Satu-satunya penulis sejak 2015 menulis ratusan artikel dan video seputar perkembangan neuroscience dan kaitannya dengan berbagai aspek kehidupan. M. Jojo Rahardjo dan berbagai konten yang dibuatnya bisa ditemui di beberapa akun medsos lain.
Puasa Ramadhan dan Addiction

Sains menganjurkan ini:
Ada banyak variasi aktivitas yang membuat otak Anda bisa mendapatkan dopamine dalam tingkat yang normal. Mulai dari berolahraga, membangun tali silaturahim dengan orang lain (relationships) di berbagai layers, bersyukur (menurut definisi sains), meditasi (berdoa atau beribadah), berbuat kebajikan, dan lain-lain.

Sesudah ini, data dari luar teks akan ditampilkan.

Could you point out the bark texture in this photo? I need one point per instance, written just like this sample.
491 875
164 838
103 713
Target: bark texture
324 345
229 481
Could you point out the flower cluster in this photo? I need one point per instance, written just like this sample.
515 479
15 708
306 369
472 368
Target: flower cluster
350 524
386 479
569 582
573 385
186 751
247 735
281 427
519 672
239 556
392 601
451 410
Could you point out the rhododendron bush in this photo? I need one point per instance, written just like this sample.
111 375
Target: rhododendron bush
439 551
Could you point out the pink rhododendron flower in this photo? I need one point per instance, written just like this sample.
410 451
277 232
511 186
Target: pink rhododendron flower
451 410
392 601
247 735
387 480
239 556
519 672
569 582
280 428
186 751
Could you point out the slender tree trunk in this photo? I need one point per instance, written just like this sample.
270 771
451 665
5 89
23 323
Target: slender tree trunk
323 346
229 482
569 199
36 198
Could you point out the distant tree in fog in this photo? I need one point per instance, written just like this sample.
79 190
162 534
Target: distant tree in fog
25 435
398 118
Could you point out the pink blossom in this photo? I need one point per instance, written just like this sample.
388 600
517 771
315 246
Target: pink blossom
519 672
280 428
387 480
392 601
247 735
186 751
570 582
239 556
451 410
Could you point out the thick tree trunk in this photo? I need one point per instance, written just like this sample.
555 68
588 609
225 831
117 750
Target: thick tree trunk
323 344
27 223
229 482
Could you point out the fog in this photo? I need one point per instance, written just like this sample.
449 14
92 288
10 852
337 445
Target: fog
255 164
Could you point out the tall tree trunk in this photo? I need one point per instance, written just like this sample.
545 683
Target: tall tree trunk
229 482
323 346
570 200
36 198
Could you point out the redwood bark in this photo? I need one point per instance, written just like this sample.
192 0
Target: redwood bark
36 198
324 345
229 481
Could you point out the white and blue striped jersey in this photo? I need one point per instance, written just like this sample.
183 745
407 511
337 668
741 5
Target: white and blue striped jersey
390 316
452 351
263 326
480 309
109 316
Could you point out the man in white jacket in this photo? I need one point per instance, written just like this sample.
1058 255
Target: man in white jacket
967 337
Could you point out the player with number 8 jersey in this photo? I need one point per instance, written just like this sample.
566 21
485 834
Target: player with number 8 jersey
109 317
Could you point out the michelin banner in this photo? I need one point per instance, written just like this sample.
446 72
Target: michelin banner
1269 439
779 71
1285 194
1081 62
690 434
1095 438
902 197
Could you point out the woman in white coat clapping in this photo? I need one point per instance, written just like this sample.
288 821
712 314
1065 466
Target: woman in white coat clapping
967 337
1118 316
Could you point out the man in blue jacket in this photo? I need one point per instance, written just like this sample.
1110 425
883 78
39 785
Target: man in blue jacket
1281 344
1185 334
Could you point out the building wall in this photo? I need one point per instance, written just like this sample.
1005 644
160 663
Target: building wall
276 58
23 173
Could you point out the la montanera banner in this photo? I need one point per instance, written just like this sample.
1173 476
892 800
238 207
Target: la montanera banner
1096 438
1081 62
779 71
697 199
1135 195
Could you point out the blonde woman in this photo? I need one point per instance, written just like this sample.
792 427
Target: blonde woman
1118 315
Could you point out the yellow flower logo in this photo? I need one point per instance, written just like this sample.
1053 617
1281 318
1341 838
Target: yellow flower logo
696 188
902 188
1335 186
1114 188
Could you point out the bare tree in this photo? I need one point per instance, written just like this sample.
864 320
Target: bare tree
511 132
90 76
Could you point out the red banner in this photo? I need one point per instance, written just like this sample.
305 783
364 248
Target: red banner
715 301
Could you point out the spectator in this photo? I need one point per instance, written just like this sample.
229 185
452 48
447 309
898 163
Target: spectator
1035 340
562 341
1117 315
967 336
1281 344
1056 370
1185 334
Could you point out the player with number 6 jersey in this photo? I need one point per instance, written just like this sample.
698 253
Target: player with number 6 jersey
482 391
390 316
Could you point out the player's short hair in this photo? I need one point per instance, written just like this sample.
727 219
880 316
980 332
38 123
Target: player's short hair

Jika dopamine dari berbagai macam kegiatan itu tercukupi, maka Anda tidak lagi memerlukan dopamine dalam tingkat yang besar dari narkoba, atau dari aktivitas seksual yang berlebihan, atau dari bermain video game yang berlebihan, berjudi, makanan & minuman, demikian juga dari aktivitas di medsos yang gila-gilaan.
Puasa Ramadhan mendorong kita untuk melakukan berbagai aktivitas yang bisa memicu keluarnya dopamine secara normal atau sehat, seperti meditasi (berdoa atau beribadah), bersyukur, melakukan kebajikan, membangun tali silaturahim, dan lain-lain.
Semua kegiatan ini memberi dopamine dalam tingkat yang normal saja. Pada saat tidak melakukan kegiatan itu, maka kondisi otak tidak akan mengalami defisit dopamine yang sangat rendah. Sementara itu narkoba atau kegiatan lain yang ekstrim bisa menghasilkan dampak kekurangan dopamine yang ekstrim setelah naiknya tingkat dopamine secara ekstrim ( bisa 10 kali lipat lebih).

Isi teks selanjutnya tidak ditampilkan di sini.